= David Porter (Australian judge) =

Australian judge and legal academic

David James Porter is an adjunct professor in the School of Law, University of Tasmania, and a former judge of the Supreme Court of Tasmania having served as a judge of that Court from 2008 to 2016, then as an acting judge from 2017 to 2025 in both full time and part time capacities at various times. During his time as a judge, Porter served as the Administrator of the State for short periods during the Governor’s absence.

==Education and legal career==
Porter graduated from UTAS in 1975 and was admitted to practice in Tasmania in 1978. His early years in practice were spent employed in private practice in a Launceston, becoming a partner in a firm in 1983. He was made managing partner of that firm in 1989. Porter was made Queens Counsel in 1995 after going to the Independent Bar in 1992. He appeared in all courts in Tasmania including the Federal and Family Courts, in the Supreme Court and Court of Appeal of Victoria, the Supreme Court of NSW and in the High Court. At the time of his appointment he was practising as a barrister from chambers in Hobart, and was the editor of the Tasmanian Reports (from 1994) and the chair of the Tasmanian Medical Complaints Tribunal (from 2000).

Both as a solicitor advocate and a barrister, Porter was involved in many high profile and contentious cases. Of particlar note among these is his appearance for a person of primary interest in the 1991 Royal Commission into the Attempted Bribery of an MP. Porter also appeared for the family of the deceased at a lengthy inquest and subsequent Supreme Court proceedings, in relation to a highly publicised police shooting. In the years leading up to his appointment as a judge, Porter had extended his practice to Victoria. One matter in which he was briefed was a test case brought against a State orphanage and the State of Victoria. The case involved historic allegations of sexual and physical abuse, and Porter appeared for the orphanage. The claims were ultimately settled at mediation in which he was involved.

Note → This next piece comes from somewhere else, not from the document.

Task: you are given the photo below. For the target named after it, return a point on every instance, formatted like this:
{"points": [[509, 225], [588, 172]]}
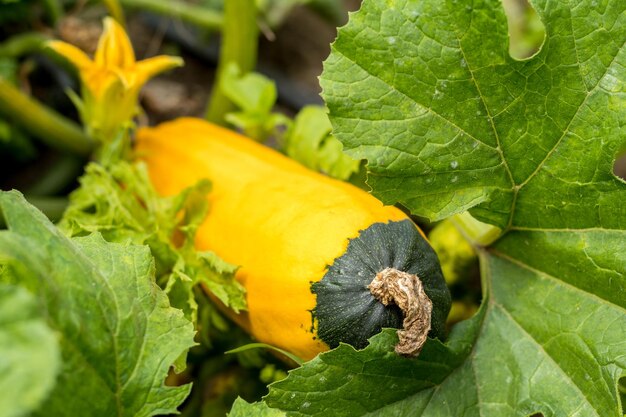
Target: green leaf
{"points": [[427, 92], [29, 353], [121, 204], [309, 142], [118, 333], [244, 409]]}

Porter was very active in various professional bodies. He was President of the Tasmanian Bar Association from 1987 to 1989 (later the Litigation Committee of the Law Society) and President of the Law Society of Tasmania in 1992. In 1995 he was invited by the then President of the Australian Bar Association to represent the Tasmanian Independent Bar (now the Tasmanian Bar Association Inc) on the ABA. He did so from 1995 to 2002. He was President of the Australian Bar Association in 2000, the first Tasmanian to hold that position, and served as Treasurer until 2002. He also has a long history of involvement with legal education. In particular, he was the Director of the Tasmanian Legal Practice Course from 1996 to 1999, having been acting director in 1994 and deputy director in 1994 and 1995. He was a member of the Board of Legal Education from 1993 to 1996, being Chair of that Board from 2008 to 2021, and also a member of the national Legal Admissions Consultative Committee from 2008 to 2021.

==Judicial career==
Porter was appointed a judge of the Supreme Court of Tasmania in 2008. He served as a judge until May 2016 when he resigned. He was then appointed a part time acting judge of that Court in February 2017. That appointment was extended several times and in February 2024 he was appointed a full time acting judge of the Court with effect until 30 June 2025. In March 2025, he was again appointed on a part time basis until 31 December 2025.

==Personal life and honours==
Porter is a qualified advocacy teacher and has been active in that role from 1990 to date. A highlight of that role was his involvement in an Australian Bar Association teaching trip to Bangladesh in 1999. Outside the law, Porter has been president of the Northern Tasmania Football Association and a director of Crimestoppers. He married Anne Dart in July 2003.

In the 2021 Queen's Birthday Honours Porter was appointed a Member of the Order of Australia for "significant service to the law, and to the judiciary, in Tasmania".